I am guilty of seeking out help or volunteers. When people see me coming I know they want to hide. I don’t mind when people say “no”. Their “no” is usually followed by a long explanation, but I don’t need one. I want to stop people, but I don’t want to be rude. The right person always appears and everything works out.
I never want to make people feel guilty or uncomfortable. If only others could see how relaxed my thoughts were, then they could relax too. Asking for help and saying “no” shouldn’t be so difficult. I was raised with the notion that it was an honor to be asked to help. And that you must be polite. What about honoring myself and being polite to my inner soul?
I used to say “yes” to everything. I was continuously on the run. I helped a lot of people, but I wasn’t truly happy. I didn’t realize how important happiness is. I had faked happy for so long I believed I was happy.

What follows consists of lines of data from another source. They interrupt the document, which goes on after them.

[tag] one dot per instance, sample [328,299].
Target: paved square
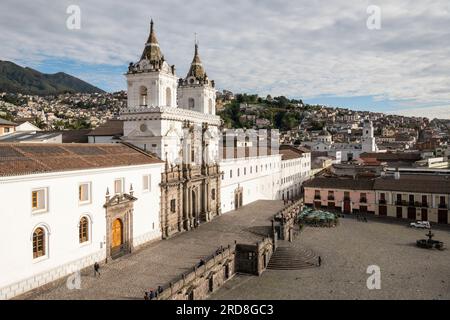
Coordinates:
[407,272]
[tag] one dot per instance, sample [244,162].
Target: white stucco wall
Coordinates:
[19,272]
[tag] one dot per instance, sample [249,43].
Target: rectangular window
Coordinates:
[39,200]
[146,182]
[84,192]
[118,186]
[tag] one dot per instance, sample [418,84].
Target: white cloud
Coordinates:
[293,48]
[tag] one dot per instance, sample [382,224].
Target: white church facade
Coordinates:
[69,206]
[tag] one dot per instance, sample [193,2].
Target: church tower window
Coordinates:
[83,230]
[38,243]
[191,103]
[143,96]
[210,106]
[168,97]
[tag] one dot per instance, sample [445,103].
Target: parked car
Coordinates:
[420,224]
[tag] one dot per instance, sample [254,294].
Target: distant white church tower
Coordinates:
[368,139]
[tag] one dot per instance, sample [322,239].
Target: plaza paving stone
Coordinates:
[407,272]
[129,276]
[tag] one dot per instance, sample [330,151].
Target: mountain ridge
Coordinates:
[25,80]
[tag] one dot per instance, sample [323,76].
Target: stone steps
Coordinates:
[289,258]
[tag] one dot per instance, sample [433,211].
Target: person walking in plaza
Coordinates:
[96,269]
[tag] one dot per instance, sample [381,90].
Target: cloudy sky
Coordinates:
[320,51]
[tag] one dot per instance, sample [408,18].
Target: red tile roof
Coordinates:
[32,158]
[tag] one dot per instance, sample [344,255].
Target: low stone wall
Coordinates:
[49,277]
[206,278]
[286,219]
[203,279]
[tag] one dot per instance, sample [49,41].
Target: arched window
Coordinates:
[210,106]
[191,103]
[83,230]
[168,97]
[143,94]
[38,243]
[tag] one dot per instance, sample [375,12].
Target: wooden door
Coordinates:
[443,216]
[346,206]
[117,233]
[412,213]
[424,215]
[400,212]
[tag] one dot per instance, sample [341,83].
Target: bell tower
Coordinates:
[196,92]
[151,81]
[368,139]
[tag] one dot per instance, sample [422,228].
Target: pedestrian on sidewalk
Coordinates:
[96,269]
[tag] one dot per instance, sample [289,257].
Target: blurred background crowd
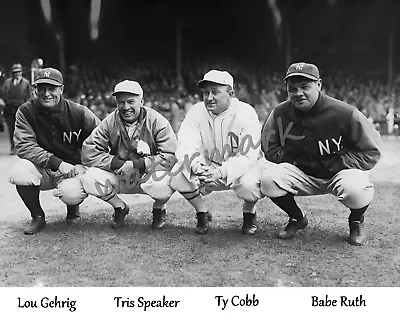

Just this week I received a telephone call. I was asked to help out for an eight-month commitment. This is something I’ve done before. I know I could do it and I would rock it, but my heart isn’t there. I wouldn’t enjoy it. I had to let her know I couldn’t help this year. I told her I am honored she thought of me, because I am. They knew I would be great, which is a wonderful feeling.
I reflected on that phone call. In the past, I would have panicked, not knowing how to say “no.” I would have ended up helping out of guilt. Nowadays, my life is very quiet. I am at peace most of the time. This phone call brought joy. I said, “no” without panicking and with a warm heart. Someone from the past remembered me. This is a great example that you are being thought of on any given day.
When saying, “No,” you should feel joy and happiness for honoring yourself. You did make a commitment to yourself.
When I was asked to join “Consciously Woman”, I was excited and full of joy. You should feel that way to every, “Yes,” decision you make.